Attention includes even itself – that is, it gives attention to attention and to the gift of attention. Has it been made conditional – offered only to those people, places and things that the ego deems favorable? Has it excluded what causes pain and discomfort and fear? So long as it is conditional or exclusive it is not attention, but projection – another attempt, however veiled or nuanced, to make an ideal self against which the world stands in ruinous opposition. You and I are not that.

When we are attentive, we are merciful: unto that which we perceive, which is our brothers and sisters, and so by extension unto ourselves. Mercy is the willingness to offer love and succor in the face of grief, injustice and conflict. The merciful love because they know that love is all, and this knowledge is not of the brain. It is not subject to change. It is not intellectual. Language does not make it – rather, it consents to be temporarily contained by words in the interest of a greater and more fullsome release for all.

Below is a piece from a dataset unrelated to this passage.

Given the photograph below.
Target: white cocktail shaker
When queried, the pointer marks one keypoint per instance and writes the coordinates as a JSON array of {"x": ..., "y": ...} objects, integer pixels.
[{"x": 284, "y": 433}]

You who perceive yourself as weak and frail, with futile hopes and devastated dreams, born but to die, to weep and suffer pain, hear this: All power is given unto you in earth and Heaven. There is nothing that you cannot do. You play the game of death, of being helpless, pitifully tied to dissolution in a world which shows no mercy to you. Yet when you accord it mercy, will its mercy shine on you (W-pI. 191.9:1-4).

Do not hide from what appears before you: do not reject what appears before you: do not even judge what appears before you. Analysis is not our task any more: love is. And since we do not know what love is, then we must become willing learners: and the salient quality of all devoted students is their attentiveness. Only that!

Life offers itself to us that we might offer it to our brothers and sisters, to chickadees and bears, seascapes and landscapes, to starlight and space. It is given that we might give it – that is its law, that is what ensures Creation. Through attention we learn what is already done because it is always being done. This is the end of learning: this is the beginning of joy.